Making the splitup version of ICI-Kendall-tau the "implementation" (visqc_ici_kendallt), and using a single core if the user doesn't setup a "plan" first. A reference version still exists so we can run tests against it, but it is no longer exported for general users.
Also inlined the C++ sign function, which gave us another 3X speedup on my 8 core machine on a larger test data set.

Added a function for calculating the information-content-informed Kendall-tau correlation, ici_kendallt, and variants around calculating all pairwise correlations between samples; visqc_ici_kendallt and visqc_ici_kendallt_splitup for parallel processing.

Removed requirement for ggbiplot, instead we added a function for calculating the variances of each of the PCs in the scores.
updated the vignette accordingly.
Now using globally_it_weighted_correlation and locally_it_weighted_correlation instead of pairwise_correlation.

keep_non_zero_percentage gains an argument, all, that defaults to FALSE to keep previous behavior. Setting all = TRUE means that the value must be non-zero in at least X% of all of the sample classes.

median_correlations gains a new argument, between_classes to generate the median values to samples in other classes. This causes the appearance of two more columns when set to TRUE. The default is FALSE, so hopefully this does not cause current code to misbehave, but I've bumped the version number as a warning.

Augmented correlations (weight = TRUE) should be much more useful and interpretable.
information_volume and correspondence calculations improved. Namely that information_volume is being scaled by the maximum.
correspondence by default does not consider presence of zeros in both samples to be informative, this can be changed by setting not_both = TRUE. The default is more useful in cases where there are lots of features and the data is sparse, and zeros are likely to happen by chance.
In addition to returning the cor matrix and keep matrix, pairwise_correlations now returns the raw correlations, and the weighting matrices info and correspondence so that each one can be examined.
The diagonal of info weighting corresponds to how many features a sample has compared to the sample with the most features.

Added two functions, information_volume and correspondence to calculate weights based on the amount of things that are non-zero in both things when doing pairwise correlation.
Added logical argument weight to pairwise_correlation to weight the correlations.
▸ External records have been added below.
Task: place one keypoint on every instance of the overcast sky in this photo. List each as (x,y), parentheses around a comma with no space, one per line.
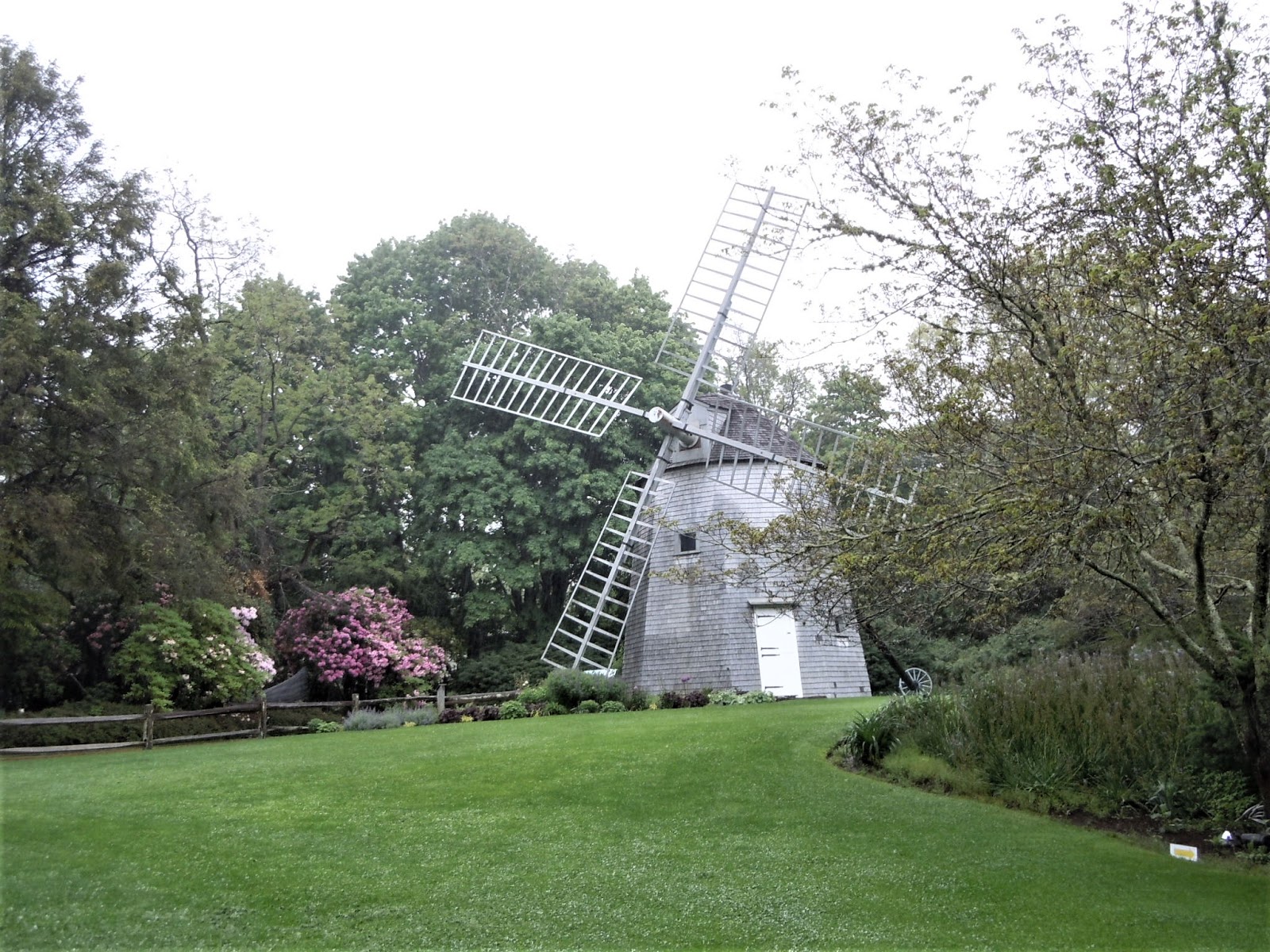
(609,131)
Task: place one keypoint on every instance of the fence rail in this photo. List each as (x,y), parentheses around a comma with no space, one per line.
(260,708)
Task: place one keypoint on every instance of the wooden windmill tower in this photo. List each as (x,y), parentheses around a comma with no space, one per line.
(673,598)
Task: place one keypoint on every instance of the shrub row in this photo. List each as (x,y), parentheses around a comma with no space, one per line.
(1099,734)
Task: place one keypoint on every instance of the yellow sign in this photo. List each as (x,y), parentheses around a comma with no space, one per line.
(1184,852)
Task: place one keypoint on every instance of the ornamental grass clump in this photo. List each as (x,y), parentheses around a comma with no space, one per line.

If weight = TRUE, the diagonal will not be 1 anymore, but instead will reflect how many features out of the total are in that sample.

A bug was discovered in median_correlations that meant the wrong sample ids might be added to the output data, making detection of real problems difficult

pairwise_correlation now uses cor internally directly, whereas previously it did a for loop to allow pairwise comparisons. This makes the correlations 3x faster.
count has been removed from the list returned by pairwise_correlation
new function pairwise_correlation_count to get the counts in each pairwise comparison

Changed correlation function to return a list instead of a matrix. This list contains the correlations (cor), counts in each correlation (count), and which points passed the criteria (keep).